To wrap up, logging the variation of compression under some options.

LZPUDP can use whatever size of static dictionary you want. More dictionary = more compression.

LZPUDP [dic mb | hashtable log2]

LZPUDP [4|18] : 595654217 -> 165589750 = 3.597:1
1605378 packets; 371.0 -> 103.1 average
LZPUDP [8|19] : 595654217 -> 154353229 = 3.859:1
1605378 packets; 371.0 -> 96.1 average
LZPUDP [16|20] : 595654217 -> 139562083 = 4.268:1
1605378 packets; 371.0 -> 86.9 average
LZPUDP [32|21] : 595654217 -> 113670899 = 5.240:1
1605378 packets; 371.0 -> 70.8 average

And MultiHuffman can of course use any number of huffmans.

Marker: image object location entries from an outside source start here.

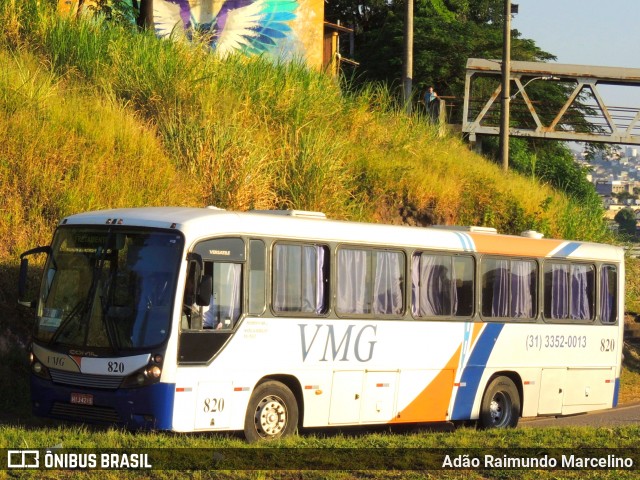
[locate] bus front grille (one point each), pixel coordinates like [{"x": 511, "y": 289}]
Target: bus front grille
[
  {"x": 86, "y": 380},
  {"x": 89, "y": 413}
]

MultiHuffman [number of huffs | number of random trials]

MultiHuffman [1|8] : 66187074 -> 41830922 = 1.582:1
178376 packets; 371.1 -> 234.5 average, H = 5.056
MultiHuffman [2|8] : 66187074 -> 39869575 = 1.660:1
178376 packets; 371.1 -> 223.5 average, H = 4.819
MultiHuffman [4|8] : 66187074 -> 38570016 = 1.716:1
178376 packets; 371.1 -> 216.2 average, H = 4.662
MultiHuffman [8|8] : 66187074 -> 38190760 = 1.733:1
178376 packets; 371.1 -> 214.1 average, H = 4.616
MultiHuffman [16|8] : 66187074 -> 37617159 = 1.759:1
178376 packets; 371.1 -> 210.9 average, H = 4.547
MultiHuffman [32|8] : 66187074 -> 37293713 = 1.775:1
178376 packets; 371.1 -> 209.1 average, H = 4.508

On the test data that I have, the packets are pretty homogenous, so more huffmans is not a huge win. If you had something like N very different types of packets, you would expect to see big wins as you go up to N and then pretty flat after that.

Public note to self : it would amuse me to try ACB for UDP compression. ACB with dynamic dictionaries is not Pareto because it's just too slow to update that data structure. But with a static precomputed suffix sort, and optionally dynamic per-channel coding state, it might be good. It would be slower & higher memory use than LZP, but more compression.